1. Using multiple external monitoring stations. Checking the resource availability from several routes may give a level of confidence that a resource must be turned active or inactive immediately.

2. Resource usage monitoring or server management may decide that new requests must be processed by another server (e.g. DoS, high load, high latency, packet loss, emergency maintenance, etc). It already may be done with elegance using "http_status" and returning "ok_codes" meaning UP or DOWN but DANGER precludes immediate action.

3. LAN. Failover of master->slave database servers and controlled failback slave->master.

4. CDNS. Static objects. If you have redundancy, capacity, network proximity, etc, resolving to healthy resources instead to the "dangerous" ones.

Thank you for your attention and time.
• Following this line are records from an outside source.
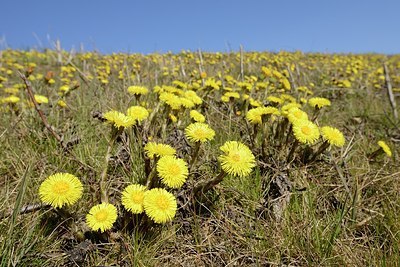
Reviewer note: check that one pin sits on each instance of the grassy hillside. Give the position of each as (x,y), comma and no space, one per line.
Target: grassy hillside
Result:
(293,194)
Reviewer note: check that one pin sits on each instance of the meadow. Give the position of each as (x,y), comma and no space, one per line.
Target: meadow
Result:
(197,158)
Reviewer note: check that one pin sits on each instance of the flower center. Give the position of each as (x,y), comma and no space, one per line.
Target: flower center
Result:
(235,157)
(162,203)
(101,216)
(297,114)
(137,198)
(61,187)
(306,130)
(200,133)
(174,169)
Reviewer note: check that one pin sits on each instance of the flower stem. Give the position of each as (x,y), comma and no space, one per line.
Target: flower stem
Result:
(194,155)
(103,178)
(321,149)
(199,190)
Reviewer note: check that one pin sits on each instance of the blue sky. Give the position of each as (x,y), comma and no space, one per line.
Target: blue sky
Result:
(148,26)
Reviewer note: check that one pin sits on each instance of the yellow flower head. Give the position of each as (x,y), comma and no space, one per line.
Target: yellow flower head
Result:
(197,116)
(385,148)
(238,159)
(61,103)
(171,100)
(275,99)
(102,217)
(333,136)
(154,149)
(60,189)
(172,171)
(187,103)
(199,132)
(295,114)
(230,96)
(191,95)
(40,99)
(160,205)
(132,198)
(137,90)
(119,119)
(319,102)
(138,113)
(305,131)
(254,115)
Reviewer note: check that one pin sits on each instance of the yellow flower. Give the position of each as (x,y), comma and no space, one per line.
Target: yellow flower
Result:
(385,148)
(171,100)
(102,217)
(333,136)
(61,103)
(275,99)
(237,160)
(137,90)
(295,114)
(119,119)
(160,205)
(132,198)
(197,116)
(60,189)
(254,115)
(230,96)
(199,132)
(138,113)
(172,171)
(187,103)
(153,149)
(319,102)
(10,99)
(305,131)
(191,95)
(41,99)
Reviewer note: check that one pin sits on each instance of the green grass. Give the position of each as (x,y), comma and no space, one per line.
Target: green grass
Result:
(343,209)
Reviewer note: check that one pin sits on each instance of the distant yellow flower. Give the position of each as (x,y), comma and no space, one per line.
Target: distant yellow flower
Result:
(333,136)
(319,102)
(199,132)
(171,100)
(60,189)
(191,95)
(154,149)
(102,217)
(238,159)
(385,148)
(197,116)
(61,103)
(10,99)
(172,171)
(230,95)
(160,205)
(119,119)
(187,103)
(132,198)
(12,90)
(254,115)
(275,99)
(305,131)
(138,113)
(41,99)
(295,114)
(137,90)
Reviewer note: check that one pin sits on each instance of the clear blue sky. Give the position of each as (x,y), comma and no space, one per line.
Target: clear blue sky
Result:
(221,25)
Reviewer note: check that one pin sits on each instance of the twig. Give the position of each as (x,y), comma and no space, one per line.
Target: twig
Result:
(390,91)
(39,111)
(241,64)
You developed a great software!

Best Regards,

FM

On Friday, August 29, 2014 3:59:26 PM UTC-3, blblack wrote:

Brandon Black

unread,
Aug 29, 2014, 8:33:04 PM8/29/14
to gdnsd on behalf of FMoreira
On Fri, Aug 29, 2014 at 7:05 PM, FMoreira via gdnsd <gdnsd+noreply-APn2wQd6lEZBmUT6n9...@googlegroups.com> wrote:
I Would like the resources to become DOWN/UP on a single monitoring failure/success.

Ok, gotcha...
 
Historically gdnsd decides resource status monitoring a single route, what is fine for LAN but not that great for WAN -- it is common a resource that seems perfect from local monitoring POV but actually it is not available from some locations.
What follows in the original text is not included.